Retro Burgers

I grew up in a small town, and one feature that seems to be consistent among them is the existence of some kind of burger joint.  I’m not talking about the little Arctic Circle or A&W’s that you can still find up and down the coast or out in the eastern part of the state … but the little independent places that somehow just make the food taste better because of the (perhaps pretend) nostalgia that you can soak up while you linger over your meal. It’s like traveling back into time, leaving the modern trend of ‘little plates’ and shiny minimalism behind.

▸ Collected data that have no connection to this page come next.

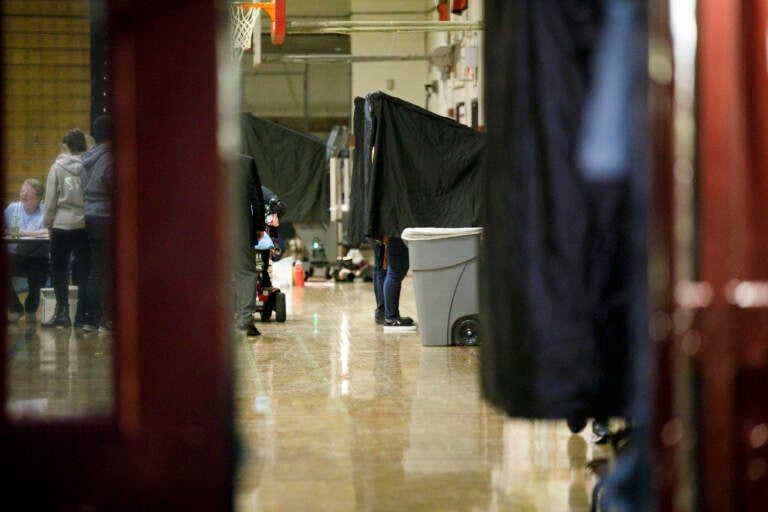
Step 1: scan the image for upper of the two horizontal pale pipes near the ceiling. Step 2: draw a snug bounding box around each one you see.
[285,20,483,34]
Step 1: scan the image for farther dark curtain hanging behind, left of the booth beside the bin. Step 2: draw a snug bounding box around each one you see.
[240,113,330,223]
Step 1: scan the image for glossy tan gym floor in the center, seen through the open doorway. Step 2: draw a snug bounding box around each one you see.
[235,278,612,512]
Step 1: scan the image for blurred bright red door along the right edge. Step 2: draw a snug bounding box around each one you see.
[651,0,768,512]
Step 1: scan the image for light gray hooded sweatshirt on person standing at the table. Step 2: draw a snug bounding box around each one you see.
[43,153,85,229]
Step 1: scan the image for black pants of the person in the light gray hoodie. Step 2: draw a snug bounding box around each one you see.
[51,228,90,318]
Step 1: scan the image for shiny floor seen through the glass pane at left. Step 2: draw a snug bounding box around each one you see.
[6,315,113,420]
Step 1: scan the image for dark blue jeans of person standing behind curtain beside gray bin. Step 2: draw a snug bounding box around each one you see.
[373,238,410,319]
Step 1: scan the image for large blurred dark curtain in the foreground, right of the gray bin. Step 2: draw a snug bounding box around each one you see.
[480,0,640,426]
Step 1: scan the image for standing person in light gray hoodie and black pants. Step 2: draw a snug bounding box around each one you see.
[41,128,90,327]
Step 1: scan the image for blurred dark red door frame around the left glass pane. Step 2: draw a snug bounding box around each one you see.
[0,0,233,511]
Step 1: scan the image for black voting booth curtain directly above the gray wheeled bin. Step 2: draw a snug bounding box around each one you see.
[347,92,485,246]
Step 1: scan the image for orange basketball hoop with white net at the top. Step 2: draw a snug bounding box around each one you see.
[229,0,285,61]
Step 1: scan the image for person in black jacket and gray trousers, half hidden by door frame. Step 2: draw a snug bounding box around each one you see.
[234,155,266,336]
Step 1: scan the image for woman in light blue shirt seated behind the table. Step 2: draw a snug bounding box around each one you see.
[4,178,48,324]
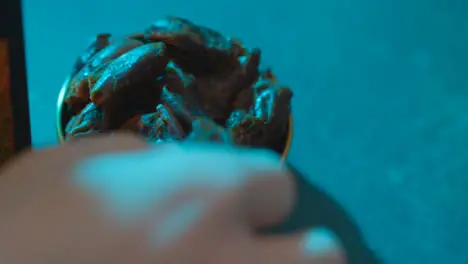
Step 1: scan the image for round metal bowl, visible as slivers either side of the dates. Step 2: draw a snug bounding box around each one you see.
[56,76,293,160]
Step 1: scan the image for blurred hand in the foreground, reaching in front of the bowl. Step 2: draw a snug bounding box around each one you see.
[0,135,344,264]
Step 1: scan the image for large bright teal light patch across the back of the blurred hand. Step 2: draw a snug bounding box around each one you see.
[74,143,282,222]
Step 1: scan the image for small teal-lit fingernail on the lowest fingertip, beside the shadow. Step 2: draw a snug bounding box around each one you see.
[303,228,340,257]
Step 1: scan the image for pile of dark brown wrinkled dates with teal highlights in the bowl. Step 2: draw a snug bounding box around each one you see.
[65,17,292,152]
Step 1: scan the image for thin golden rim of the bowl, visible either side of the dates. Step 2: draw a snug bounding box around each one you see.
[55,76,294,161]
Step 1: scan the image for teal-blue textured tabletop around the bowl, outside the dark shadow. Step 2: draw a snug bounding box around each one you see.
[23,0,468,264]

I never met a guy at a malt shop as a teeny bopper, never actually lived the drive-in teen-age hangout lifestyle. But growing up I was saturated in the 1950′s nostalgia wave – starting with the re-runs of the Mickey Mouse Club and Annette Funicello, the Happy Days tv series, all the old re-runs of Leave it to Beaver with these strange families with stay-at-home moms AND sometimes live in maids.

So when I moved to Camas, WA several years ago, I was just enchanted by the local burger joint, Top Burger Drive In. Mind you, it’s not a drive-UP … but a bona-fide, new-fangled almost drive IN.  I could just imagine it on a warm summer night, well, a summer night anyway, maybe not warm – cars with kids in the parking lot, roller skated waitresses bringing out burgers and fries and cokes.

 

Now, you don’t drive up, place your order and drive out again 45 seconds later with your grub. You leave your car there in the window and wait for them to cook your food. Sometimes, if the line is four deep, they  might have you pull into the parking lot for a spell. My boys and I always get the seasoned fries … heavenly.

Inside, there are photos of the building when it was new. You can get hand-scooped ice cream from a tub in the cooler, or you can get the soft stuff from the machine. I think they even have chocolate dip for the soft cones. There are flavored candy sticks – the straight candy cane style, with different flavors that you can suck on until they make a sharp point at the end.

There are booths, black and white checkered floors … and even if it is new, even if it wasn’t there when your grandparent’s were teens, is sure FEELS like it was.

In the summer the kids sit outside on the picnic tables, eating their ice-cream cones and being cool. The old high school used to be down the street, before they build the new one and then a new elementary school and now the town seems quieter, the kids are mostly bussed out to the new developments to the west, to their new schools. I imagine the business has slowed, now that the area boasts a Five Guy’s, a Sonic, and a Wendy’s within three miles.

Personally, I like to be in a place that doesn’t feel like the attempt to look old school is forced. They don’t have to try  - they ARE old school. I like the food – it takes awhile, you have to sit down and visit while you wait for your ‘fast’ food. There aren’t any video games or bells and whistles to distract, no kids on skates rolling out to the cars.

But their onion rings are to die for. Top Burger Drive in on Urbanspoon

Another place I only recently found is in another neighborhood entirely, in a most unlikely place. Skyline Burgers sits out in the middle of nowhere, up on top of Skyline Boulevard in Portland’s west hills, with not much else around it at all. You don’t see very many houses as you drive around, they’re mostly set back in among the trees amid long driveways the hill dwellers seem to like. Pammy showed me this place, we met there for lunch one day last spring, and now I look for reasons to drive over that way to stop by. I had the same feeling, that this was a place that had once been kind of hopping, but that now was competing with… well, there’s not much else up there but I imagine they mostly just get the locals because there is no other reason to drive up that hill, except to get over it to see what you can see maybe. Although it always is busy and full of diners when I’ve been there.

They make milkshakes out of pie. That right there should convince you to make the drive up Skyline and go check them out. But they also make really good sandwiches and burgers.

You can tell they’re invested in the community – even though it’s hardly a small town, rather a neighborhood. Kid’s drawings cover the walls. Every time I’ve been there it’s been packed. It’s the kind of place you come home to, I guess.

Burgers are great – I prefer the whole lettuce to the shredded (per the Top Burger), but that’s just my taste. They also serve salads, chili, soups … just a nice cozy diner … out in the middle of nothing.